Twelve years later, in December 2011, I found myself trembling at the prospect of looking into not only what had caused Arafat’s political death, but perhaps his physical life as well. After meeting in Malta, I retrieved from Suha Arafat, his widow, a copy of his entire medical files taken from Ramallah and France. I felt even more historic responsibility in January 2012 when, responding to my request, Suha Arafat met me in Paris to provide an ordinary looking gym bag with extraordinary contents: Arafat’s last personal effects that accompanied him when he went to receive treatment at the Percy Military Hospital in France. In cryptic irony, the inscription on the bag was “Bon Voyage”. Inside was everything, from his signature kefiyyah to his medicines to the garments he wore close to death. A nurse had even tucked in a hospital cap with a small blood stain, removed from Arafat’s lifeless body.
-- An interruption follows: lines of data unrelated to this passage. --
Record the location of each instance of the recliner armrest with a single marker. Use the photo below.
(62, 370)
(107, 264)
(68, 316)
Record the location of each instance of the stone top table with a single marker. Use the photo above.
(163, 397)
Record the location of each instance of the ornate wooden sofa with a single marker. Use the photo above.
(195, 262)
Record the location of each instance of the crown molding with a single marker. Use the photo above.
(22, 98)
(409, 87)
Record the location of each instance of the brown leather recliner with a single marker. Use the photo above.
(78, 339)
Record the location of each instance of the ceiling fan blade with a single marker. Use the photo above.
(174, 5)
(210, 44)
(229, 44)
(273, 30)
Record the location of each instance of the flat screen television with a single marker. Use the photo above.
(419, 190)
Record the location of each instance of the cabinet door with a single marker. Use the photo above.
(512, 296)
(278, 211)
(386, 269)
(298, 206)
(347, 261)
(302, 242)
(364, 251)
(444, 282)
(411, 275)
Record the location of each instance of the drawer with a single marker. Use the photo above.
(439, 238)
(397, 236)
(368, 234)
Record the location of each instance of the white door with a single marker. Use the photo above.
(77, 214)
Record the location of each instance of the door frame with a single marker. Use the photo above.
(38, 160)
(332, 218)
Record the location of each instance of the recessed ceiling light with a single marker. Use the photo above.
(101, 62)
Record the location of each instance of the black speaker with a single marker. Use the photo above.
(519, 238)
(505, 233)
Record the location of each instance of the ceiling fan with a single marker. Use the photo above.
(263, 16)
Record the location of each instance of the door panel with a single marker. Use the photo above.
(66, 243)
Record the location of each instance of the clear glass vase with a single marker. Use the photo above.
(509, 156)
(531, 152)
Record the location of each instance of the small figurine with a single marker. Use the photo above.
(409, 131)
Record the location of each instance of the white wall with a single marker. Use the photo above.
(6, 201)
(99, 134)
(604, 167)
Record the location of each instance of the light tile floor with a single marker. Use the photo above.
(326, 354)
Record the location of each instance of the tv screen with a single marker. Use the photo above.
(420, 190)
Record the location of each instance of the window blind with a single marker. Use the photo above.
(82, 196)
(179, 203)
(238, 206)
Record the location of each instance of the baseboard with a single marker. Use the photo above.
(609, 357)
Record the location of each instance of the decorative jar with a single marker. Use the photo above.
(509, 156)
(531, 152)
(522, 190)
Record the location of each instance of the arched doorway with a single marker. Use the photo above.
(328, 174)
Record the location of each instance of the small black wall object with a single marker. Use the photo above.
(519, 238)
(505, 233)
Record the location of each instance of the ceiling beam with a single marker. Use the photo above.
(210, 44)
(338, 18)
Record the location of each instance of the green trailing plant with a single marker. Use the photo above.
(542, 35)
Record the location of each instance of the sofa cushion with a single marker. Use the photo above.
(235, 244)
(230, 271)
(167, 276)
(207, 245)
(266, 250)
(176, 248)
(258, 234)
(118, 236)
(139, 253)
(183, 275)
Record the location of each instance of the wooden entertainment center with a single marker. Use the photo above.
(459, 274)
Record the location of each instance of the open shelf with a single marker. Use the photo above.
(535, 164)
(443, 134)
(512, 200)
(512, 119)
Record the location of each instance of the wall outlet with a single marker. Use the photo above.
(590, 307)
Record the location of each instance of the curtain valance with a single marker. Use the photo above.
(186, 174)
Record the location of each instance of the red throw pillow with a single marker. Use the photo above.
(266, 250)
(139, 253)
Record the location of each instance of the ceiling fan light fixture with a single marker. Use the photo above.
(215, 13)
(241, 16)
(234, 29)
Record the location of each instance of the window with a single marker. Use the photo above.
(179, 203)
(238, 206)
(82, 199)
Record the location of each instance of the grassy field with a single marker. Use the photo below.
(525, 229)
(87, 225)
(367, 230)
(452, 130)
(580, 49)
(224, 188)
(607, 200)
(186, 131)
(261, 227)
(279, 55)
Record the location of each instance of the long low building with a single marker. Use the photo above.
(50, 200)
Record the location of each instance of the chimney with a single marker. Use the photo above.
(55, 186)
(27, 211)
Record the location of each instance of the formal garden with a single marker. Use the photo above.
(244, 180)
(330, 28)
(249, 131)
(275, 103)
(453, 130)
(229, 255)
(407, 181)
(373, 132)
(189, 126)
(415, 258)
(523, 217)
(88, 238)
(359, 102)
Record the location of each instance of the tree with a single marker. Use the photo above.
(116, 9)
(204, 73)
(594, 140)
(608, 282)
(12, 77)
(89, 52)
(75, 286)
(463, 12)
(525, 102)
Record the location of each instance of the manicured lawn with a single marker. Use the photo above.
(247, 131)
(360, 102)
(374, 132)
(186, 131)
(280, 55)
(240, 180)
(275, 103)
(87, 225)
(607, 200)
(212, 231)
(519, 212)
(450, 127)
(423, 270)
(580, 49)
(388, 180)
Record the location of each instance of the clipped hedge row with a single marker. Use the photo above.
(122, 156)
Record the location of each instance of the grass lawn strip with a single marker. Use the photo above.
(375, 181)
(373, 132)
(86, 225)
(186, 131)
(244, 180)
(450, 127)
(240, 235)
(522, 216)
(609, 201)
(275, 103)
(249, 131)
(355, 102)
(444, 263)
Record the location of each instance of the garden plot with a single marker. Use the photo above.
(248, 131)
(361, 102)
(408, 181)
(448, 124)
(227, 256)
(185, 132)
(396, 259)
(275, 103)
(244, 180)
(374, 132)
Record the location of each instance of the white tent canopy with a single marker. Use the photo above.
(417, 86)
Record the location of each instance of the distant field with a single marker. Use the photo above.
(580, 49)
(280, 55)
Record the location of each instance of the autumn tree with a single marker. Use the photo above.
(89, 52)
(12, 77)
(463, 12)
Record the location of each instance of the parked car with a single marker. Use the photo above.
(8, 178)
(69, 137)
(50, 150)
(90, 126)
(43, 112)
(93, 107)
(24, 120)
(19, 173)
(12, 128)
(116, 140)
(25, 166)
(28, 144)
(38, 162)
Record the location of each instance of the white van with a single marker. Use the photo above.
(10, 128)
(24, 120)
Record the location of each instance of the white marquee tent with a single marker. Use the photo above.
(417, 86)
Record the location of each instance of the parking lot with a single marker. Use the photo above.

Having enlisted the unpaid support of Switzerland’s finest forensic laboratories, I promptly delivered the files and gym bag to the Lausanne University Center for Legal Medicine, where a quite extraordinary discovery would be made and which you can see for yourself in our film.

As an American reporter, it is not lost on me that nearly 50 years following his death, people still contest the fact pattern surrounding the 1963 assassination of US President John F Kennedy. As a resident of Qatar, I better appreciate today how people in this region closely follow the 2005 assassination of former Lebanese Prime Minister Rafiq Hariri. The above cases both left behind a blaze of forensic and eyewitness evidence. Each had investigators empowered with the full force of law. In the case of President Kennedy, it was a Congressional mandated inquiry. In the case of Prime Minister Hariri, it was a UN Security Council-mandated Investigative commission.

Nothing similar was done in the case of Yasser Arafat. And that begs an important question.